On y découvre un peu plus les différents personnages, ceux que j'ai évoqués dans ce billet, et les autres, ils amusent, surprennent, agacent, émeuvent à tour de rôle, révélant des facettes qu'on n'attend pas forcément, suscitant des réactions, parce que leurs actes, leurs paroles, leurs choix, tout cela vient heurter la notion de normalité...
"Sens dessus dessous", traduction littérale du titre original du roman, porte d'autant mieux son nom qu'il y a, effectivement, toute cette mise en scène avec les étages. Mais aussi ce jeu de feintes permanent entre l'être et le paraître de ces personnages qui taillent en brèche cette normalité, ce fourre-tout auquel on donne parfois le nom de politiquement correct.

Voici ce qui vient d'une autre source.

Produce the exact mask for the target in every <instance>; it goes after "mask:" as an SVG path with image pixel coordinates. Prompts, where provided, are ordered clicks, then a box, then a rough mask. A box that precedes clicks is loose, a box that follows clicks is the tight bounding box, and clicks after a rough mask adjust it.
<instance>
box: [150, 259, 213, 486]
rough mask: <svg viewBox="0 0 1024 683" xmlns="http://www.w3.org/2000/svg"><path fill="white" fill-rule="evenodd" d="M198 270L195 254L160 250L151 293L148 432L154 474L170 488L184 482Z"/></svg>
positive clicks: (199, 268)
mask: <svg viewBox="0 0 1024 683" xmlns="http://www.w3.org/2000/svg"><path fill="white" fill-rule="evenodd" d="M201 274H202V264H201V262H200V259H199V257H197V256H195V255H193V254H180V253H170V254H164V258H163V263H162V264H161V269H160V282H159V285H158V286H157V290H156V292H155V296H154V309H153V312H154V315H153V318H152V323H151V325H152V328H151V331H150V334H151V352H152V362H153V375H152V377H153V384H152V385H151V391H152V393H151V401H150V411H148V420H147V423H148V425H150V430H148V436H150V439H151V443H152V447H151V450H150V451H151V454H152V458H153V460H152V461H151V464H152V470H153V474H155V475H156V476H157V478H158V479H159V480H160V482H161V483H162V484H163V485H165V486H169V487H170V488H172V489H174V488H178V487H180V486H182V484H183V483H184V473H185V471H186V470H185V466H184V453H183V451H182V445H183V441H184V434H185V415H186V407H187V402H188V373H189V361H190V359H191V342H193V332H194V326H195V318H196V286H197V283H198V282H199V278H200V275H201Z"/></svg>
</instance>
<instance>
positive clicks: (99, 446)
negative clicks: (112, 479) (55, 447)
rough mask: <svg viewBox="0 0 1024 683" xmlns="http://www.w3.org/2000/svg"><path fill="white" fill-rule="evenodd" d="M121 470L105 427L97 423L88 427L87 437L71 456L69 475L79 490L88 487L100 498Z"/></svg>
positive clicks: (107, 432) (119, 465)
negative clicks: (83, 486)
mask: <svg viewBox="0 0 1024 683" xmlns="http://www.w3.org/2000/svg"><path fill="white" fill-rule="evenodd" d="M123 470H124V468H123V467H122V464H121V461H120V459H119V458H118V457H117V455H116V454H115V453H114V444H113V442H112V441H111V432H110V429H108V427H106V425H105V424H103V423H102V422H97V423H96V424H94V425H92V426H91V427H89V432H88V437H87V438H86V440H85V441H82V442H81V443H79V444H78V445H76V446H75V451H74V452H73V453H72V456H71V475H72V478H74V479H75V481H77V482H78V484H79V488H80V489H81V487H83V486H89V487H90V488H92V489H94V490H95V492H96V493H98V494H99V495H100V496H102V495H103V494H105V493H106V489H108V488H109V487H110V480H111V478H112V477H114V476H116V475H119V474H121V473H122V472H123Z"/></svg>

Ce gentil brouhaha rend cette petite communauté très attachante, même si un des personnages, particulièrement, mais je ne vous dirai pas lequel ici, donne envie qu'on lui mette les points sur les i. On se prend au jeu de cette folie douce qui fait de cet immeuble anonyme un lieu extrêmement vivant, à l'intérieur duquel on irait bien jeter un oeil...
J'ai déjà évoqué une tradition théâtrale bien française, on pourrait en ajouter une seconde. En effet, par instants, les situations prennent un tour tellement foufou, qu'on flirte avec l'absurde. Ionesco n'est pas très loin, on s'attend presque à entrer dans l'appartement des Smith, avec leur pendule qui sonne n'importe comment, et même à croiser la cantatrice chauve dans l'escalier...
Ce nouveau livre de Milena Agus, dont le sujet est tout de même bien moins grave que "Prends garde", dont nous avons parlé récemment, est servi par le même esprit. Pas d'esbroufe, un ton en apparence plein de légèreté et de fantaisie, mais mis au service d'une ironie et d'un fond gentiment satirique.
Avec son improbable casting, la romancière sarde, dont on se demande ce qu'il y a d'elle dans le personnage d'Alice et à quel point elle s'est inspirée de rencontres pour écrire ce livre, dénonce sans avoir l'air d'y toucher ces évolutions sociétales profondes qui se généralisent et qui, aux yeux de certains, remettent en cause des modèles traditionnels, des normes qu'ils voudraient immuables.
A lui seul, cet immeuble bouleverse toute cette assise d'une société occidentale, ancrée dans le catholicisme et le conservatisme, pour montrer tout autre chose, une sorte d'alternative qui fonctionne. En apparence, tout est normal. Dès qu'on gratte un peu, il y aurait de quoi faire se dresser les cheveux façon iroquois sur la tête des leaders de la Manif pour tous...
Un dernier mot : il y a une finesse narrative dans ce roman que je ne vais évidemment pas révéler, mais qui ajoute à l'immense tendresse que l'on ressent à la lecture du livre envers les différents personnages. Cet aspect-là nous ramène directement au titre de ce billet et à cette phrase qui conclut une des parties du livre.
Le travail de l'écrivain, de la romancière... Observer, raconter, oui, mais aussi imaginer. Il y a une rupture dans l'histoire. Une rupture qu'on pourrait qualifier d'éditoriale, car on se demande bien pourquoi elle intervient... jusqu'aux dernières lignes où tout s'éclaire et où le regard du lecteur pourrait bien s'embuer.
Oui, les émotions sont là. "Sens dessus dessous" n'est sans doute pas un immense livre, mais c'est un agréable bonbon qu'on doit laisser fondre pour profiter de toutes ses saveurs, des plus sucrées aux plus astringentes. Un roman porté par la tolérance, le respect de l'autre dans ce qui peut le faire dévier du portrait-robot du citoyen idéal.
Les normes imposées pour des questions morales ou dogmatiques sont ici dénoncées, moquées, et Milena Agus montre à quel point toutes ces idées-là sont superficielles car c'est bien de ces différences, de ces divergences, que naissent l'effervescence qui agite les habitants de l'immeuble, mais surtout un bien-être qu'on n'ose pas, peut-être à tort, qualifier de bonheur, même s'il est fragile.